Wobei wir nun bei AfD, Pegida und Co sind. Sind es nicht fürchterliche von Ressentiment geladene Dadaisten?  Der sophistisch gebildete Bürger rümpft die Nase und füttert seinen Asylanten durch. Das Schweinefleisch haben ihm ohnehin schon die Veganerinnen ausgetrieben. Rauchen tut er nicht mehr und Alkohol trinkt er nur noch unter der Theke liegend. Des einen „Pöbel“ ist des anderen „Geschenk“. Das „Pack“ des Sozialdemokraten Gabriel ist des preußischen Königs „Pöbel“, welches gemaßregelt gehört (und deshalb SPD nicht mehr wählt). Philosophen, die unbotmäßig daher kommen, wie Sloterdijk und Safranski werden durch die philosophische Yellowpress aus Precht und Eilenberger (Philosophiemagazin) ausgetauscht.

Es wäre schön, wenn Pedigisten und Zuträger ihre Flüchtlingsattacken endlich einstellen und stattdessen die Merkels zurotzen würden. Da ständen sie dann im hellen Licht der Aufklärung a la Diogenes. Wo soll man noch argumentieren, wo zynische Borniertheit herrscht. Man darf sich nicht wundern. AfD und deren Schweinepriester können sabbeln, was sie wollen in unserer Zeit des wohlfeilen, bezahlten, Argumentes. Wo Erkenntnis so verbogen wird, bleibt alles verbogen. Der „Pöbel“ merkt es und ist sehr verstimmt. Er will nicht mehr belehrt werden mit dem, was er als Lüge (Lügenpresse) empfindet. Sollte dann doch einmal irgendwo Wahrheit stecken, glaubt man auch diese nicht. Der Bogen wurde (und wird noch) überspannt. Eine hysterische Linke kann es nie verstehen. Die glänzenste Theorie wird als Beschwichtigung aufgenommen. Die Götter von gestern und deren Stereotypen haben sich eigentlich erledigt. (Zumal wenn einer deren Vertreter, wie Bedford-Strohm, zum Unterricht an neuen Göttern aufruft, statt die eigenen zu bedienen.) Hier zeigt sich der Zynismus, den Sloterdijk kritisiert.

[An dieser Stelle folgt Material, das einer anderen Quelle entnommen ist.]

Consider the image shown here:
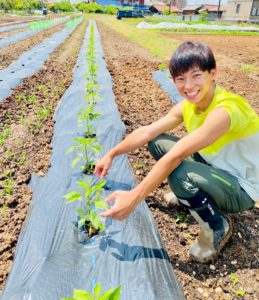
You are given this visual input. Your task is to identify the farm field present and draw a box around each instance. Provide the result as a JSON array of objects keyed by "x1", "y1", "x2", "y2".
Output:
[{"x1": 0, "y1": 14, "x2": 259, "y2": 299}]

Vielleicht sollte man angesichts der heutigen Situation noch mal reinschauen, in die „Kritik der zynischen Vernunft“ und die sophistisch verlogene Gesellschaft (Boris Groys, „kommunistisches Postskriptum“) nach Strich und Faden zu düpieren?! Diogenes würde sich totlachen und die Toga schließen. Es geht nicht mehr, pseudoschlau daher zu faseln, während die prekären Verhältnisse zunehmen!!! Man muss dem zynischen Establishment gegen das Schienbein treten. (Eine Haltung, aus der sich auch der IS nährt.) Mich nerven besonders die kirchlichen Häretiker.